Au xvie siècle, le rapprochement entre la musique et l’éloquence s’impose naturellement. Dans certaines circonstances, il conduit même les humanistes à voir dans la musique un art sophistique, équivoque, ambigu, plein de duplicité. En effet, si la musique est éloquente, cela signifie qu’elle présente toutes les nobles ressources de l’éloquence, mais aussi qu’elle en possède tous les prestiges trompeurs, lorsque précisément elle se dégrade en sophistique. Ainsi, la musique est soumise à deux types de jugements de valeur. Parfois, elle est considérée comme un art louable, qui élève l’âme de l’auditeur. Les réformés par exemple soulignent que la musique rapproche l’homme de Dieu son créateur : elle enracine la foi du chrétien, l’aide à mémoriser les leçons de l’Évangile. Le réformé luthérien chante des cantiques, des chorals et des psaumes à la gloire du Créateur, dont certains ont été composés par le père de la Réforme, Luther lui-même. Mais tout au contraire, la musique est parfois considérée comme un poison qui séduit les oreilles par un plaisir purement sensible, qui égare l’auditeur, l’empêche de s’instruire, le tient prisonnier d’une délectation superficielle. La musique possède alors un pouvoir de persuasion diabolique. Dans ce cas, l’idée de l’éloquence musicale ne va plus de soi car la musique apparaît plus proche de la sophistique que de l’art oratoire le plus noble : le musicien joue des passions humaines à sa guise, il séduit l’auditeur et le trouble. Il faudrait en ce sens théoriser une « sophistique musicale »…

La « musique poétique »

On pourrait considérer que la question de l’éloquence musicale tient essentiellement au statut des passions dans la musique et à ces questions des charges de l’orateur, instruire, émouvoir et délecter. L’orateur musical conduit l’auditeur où il veut, lui fait éprouver de multiples passions, la joie, la colère, l’indignation, la tristesse, la compassion. Mais on ne saurait s’en tenir là. La seconde moitié du xvie siècle a été le théâtre d’une entreprise nouvelle : le propos ne s’est alors plus limité à ces affinités générales et des théoriciens ont développé une approche de la musique qui empruntait à l’art oratoire ses codes, ses nomenclatures, et ce de manière systématique, jusque dans le plus subtil détail, comme on va le voir. Ce phénomène a été propre à l’Allemagne, en ce sens que ni en Italie, ni plus tard en France ne se développe un système de rhétorique musicale aussi poussé, aussi pointu dans ses formulations. La théorisation pointue et systématique de cette « rhétorique musicale » a été le fait d’humanistes allemands qui écrivaient en latin, qui évoluaient dans des sphères culturelles latines, et notamment dans ces villes universitaires allemandes où le latin est à l’époque la langue usuelle pour échanger, partager et diffuser des idées. On se concentrera ici sur la figure intellectuelle la plus marquante en ce domaine, sur l’homme qui a été le pionnier sur ces questions et qui, de manière remarquable, a proposé un édifice conceptuel pour penser la rhétorique musicale qui n’a jamais été égalé par la suite, du moins en langue latine. Cet homme s’appelle Joachim Burmeister.

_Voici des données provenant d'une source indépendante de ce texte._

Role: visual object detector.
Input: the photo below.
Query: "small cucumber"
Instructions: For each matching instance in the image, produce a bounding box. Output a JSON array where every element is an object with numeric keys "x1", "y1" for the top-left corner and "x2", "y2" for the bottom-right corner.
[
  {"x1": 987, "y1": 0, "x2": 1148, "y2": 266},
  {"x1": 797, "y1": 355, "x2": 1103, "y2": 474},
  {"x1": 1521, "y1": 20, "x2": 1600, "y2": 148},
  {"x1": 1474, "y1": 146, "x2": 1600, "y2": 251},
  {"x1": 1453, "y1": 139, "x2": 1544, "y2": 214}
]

Portrait de Joachim Burmeister

Joachim Burmeister, issu d’une famille relativement modeste, est né à Lunebourg en 1564, et mort dans la ville septentrionale de Rostock en 1629. Il est célèbre aujourd’hui essentiellement pour son traité intitulé Musica poetica, composé en latin et édité à Rostock en 1606, mais en amont il a publié d’autres ouvrages et différentes versions de ce traité, toujours en latin : un traité présentant les rudiments de la notation musicale du chant, un traité intitulé Hypomnematum musicae poeticae synopsis, c’est-à-dire une « présentation synoptique des remarques sur la musique poétique », paru en 1599. L’expression « musique poétique » désigne à l’époque la musique que l’on compose. Puis il a édité la version la plus étendue de ses réflexions, sous le titre Musica autoschédiastikè (1601), « la musique à l’improviste ». Il a également édité en 1609 un texte latin de l’humaniste Henricus Brucaeus, intitulé Musica theorica, qui est consacré à la « musique théorique » comme son nom l’indique, c’est-à-dire à la partie de la science musicale qui étudie les proportions et les rapports mathématiques constitutifs de l’harmonie. Burmeister l’a assorti de commentaires en latin. Enfin, il a fait paraître une pièce de théâtre scolaire, qu’il a en revanche composée en langue vernaculaire.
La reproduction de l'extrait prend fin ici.